ORME, Judge (concurring specially):
¶ 21 Judge Toomey and I join in affirming the trial court's decision—not because we think it was the right decision but because of our deferential standard of review. Skeptics believe that appellate standards of review do not really matter; that appellate judges pay lip service to standards of review but then decide cases as they please without real regard for the applicable standard of review. Our votes in this case demonstrate that standards of review really do matter.
¶ 22 To explain, were either of us the trial judge, we would have granted the motion for a further change of venue. Our rationale would be that the big decision had already been made—the decision to move the case from the county where the cause of action arose to some other county in the Fourth District. That decision having been made, notwithstanding the opposition of IPP who was anxious to hold on to its home-court advantage, we would be much less fussy about which other county in the Fourth District might be the best destination for the retrial of this case. And we would be persuaded that in moving venue from Millard County to adjacent Juab County, only one county north, it had not been moved far enough from IPP's preferred venue. And IPP's determined opposition to a further move—to a locale that would be closer to its local attorneys' offices and closer to the international airport that serves the many out-of-state experts and attorneys involved in the case—would tend to confirm our assessment.
¶ 23 We would also not be too quick to conclude that the juror problem in the first trial was a complete fluke. Both of us would consider it entirely possible that the dairy-versus-power-plant controversy would be a much bigger deal in rural Juab County than in the now largely urban Utah County. The drama that has played out in Millard County and in Juab County would be a nonissue in Utah County, maximizing the chances for empaneling an impartial jury and minimizing the chances for yet another mistrial. We are not saying a fair trial in Juab County is impossible—only that a fair trial in Utah County is at least somewhat more likely. And that would be enough for us, given that the difficult decision had already been made, namely, the decision to move the trial from the county where the cause of action arose to some other county.

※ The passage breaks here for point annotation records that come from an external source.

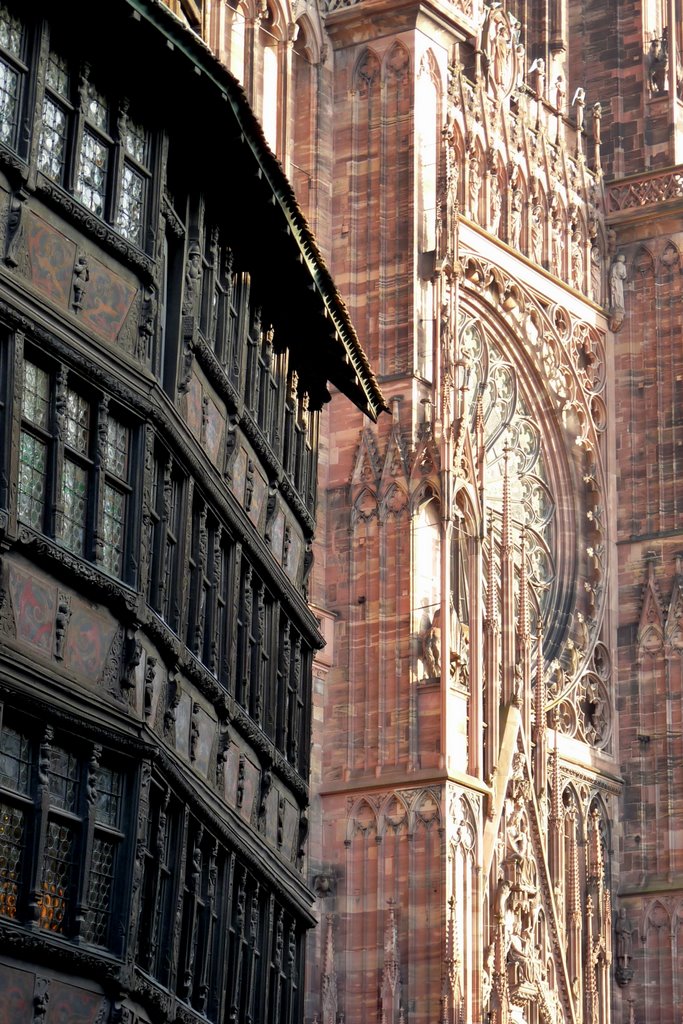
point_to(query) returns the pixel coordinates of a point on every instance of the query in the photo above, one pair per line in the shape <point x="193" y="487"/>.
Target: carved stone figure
<point x="537" y="232"/>
<point x="501" y="51"/>
<point x="624" y="934"/>
<point x="474" y="187"/>
<point x="431" y="645"/>
<point x="517" y="204"/>
<point x="616" y="278"/>
<point x="657" y="67"/>
<point x="81" y="278"/>
<point x="578" y="258"/>
<point x="193" y="278"/>
<point x="496" y="204"/>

¶ 24 But neither of us was the trial judge. And we do not review a trial judge's change of venue decision de novo but only for an abuse of discretion. We readily join our colleague in concluding that the trial judge did not abuse his discretion in ruling as he did. He considered all the relevant factors. He explained the basis for his decision in some detail. He explained why he reversed himself after his false start was called to his attention. In short, while we think the trial judge made the wrong call, it was, in its essence, a discretionary call—and one that was within the broad range of discretion entrusted to him.